Sterile structures: Thick-walled pseudocystidia (tramal cystidia) arising from the skeletal hyphae, typically wrapped around each other and bundled together in fascicles as they project beyond the hymenium in the center of minute "teeth" or mounds (giving the basidiocarp its granulose to hydnoid appearance), becoming thin-walled and sometimes tapering at the apex and forming bristle-like tips; up to hundrds of microns long, width 3.0–4.5 (5.9) µm (n = 10 cystidia).
Sequences: ITS rDNA (MZ919178).
Notes: All microstructures were measured in 5% KOH stained with phloxine B. I originally identified this specimen as Protomerulius dubius, a European species, but sequence data appropriately confirmed that this was the American Protomerulius minor.
ACD0184, iNat33478375; 24 September 2019; Ann Arbor, Washtenaw Co., MI, USA, 42.2951 -83.7243; leg. & det. Alden C. Dirks, ref. Spirin et al. (2019); University of Michigan Fungarium MICH 352189.
Spirin, V., Malysheva, V., Miettinen, O., Vlasák, J., Alvarenga, R. L. M., Gibertoni, T. B., … Larsson, K. H. (2019). On Protomerulius and Heterochaetella (Auriculariales, Basidiomycota). Mycological Progress, 18(9), 1079–1099.
Protomerulius minor on the underside of a log with brown rot.
Young basidiocarps are whitish, creamy, or ochraceous in color.
The basidiocarp is subceraceous when young and fresh with a granulose apperance, which is a result of the crust growing over an uneven substrate and also the presence of miniscule mounds.
A look at the hymenophore, consisting of thick-walled pseudocystidia arising from skeletal hyphae.
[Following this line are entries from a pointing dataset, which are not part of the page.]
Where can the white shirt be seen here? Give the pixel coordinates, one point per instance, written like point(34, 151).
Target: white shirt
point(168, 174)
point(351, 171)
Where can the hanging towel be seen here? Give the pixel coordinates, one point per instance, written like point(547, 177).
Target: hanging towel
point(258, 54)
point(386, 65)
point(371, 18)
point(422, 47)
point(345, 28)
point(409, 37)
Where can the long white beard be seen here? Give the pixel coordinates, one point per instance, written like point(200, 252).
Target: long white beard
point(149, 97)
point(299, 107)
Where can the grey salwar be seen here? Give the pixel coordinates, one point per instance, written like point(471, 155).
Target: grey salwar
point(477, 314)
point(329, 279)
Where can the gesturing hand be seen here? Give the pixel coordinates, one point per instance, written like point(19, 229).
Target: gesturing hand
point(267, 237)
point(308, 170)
The trama is embedded with spiky crystal balls.
While most pseudocystidia have regular hyphal ends, some narrow into frayed-looking, hyphidial tips.
A closer look at the bundled pseudocystidia and embedded crystal balls
Origins of the pseudocystidia.
Spiky crystal ball.
Longitudinally septate basidium.
Basidia at the base and sides of a pseudocystidia fascicle.
An example of a repetitive basidiospore growing a sterigma and a second basidiospore.
Phylogenetic tree of ITS rDNA sequences from the studied specimen and selected vouchered specimens from Spirin et al. (2019). The sequences were aligned in SeaView with MUSCLE and made into a tree with RAxML using 100 bootsrap replicates and the GTRGAMMA substitution model. Hyalodon piceicola serves as the outgroup.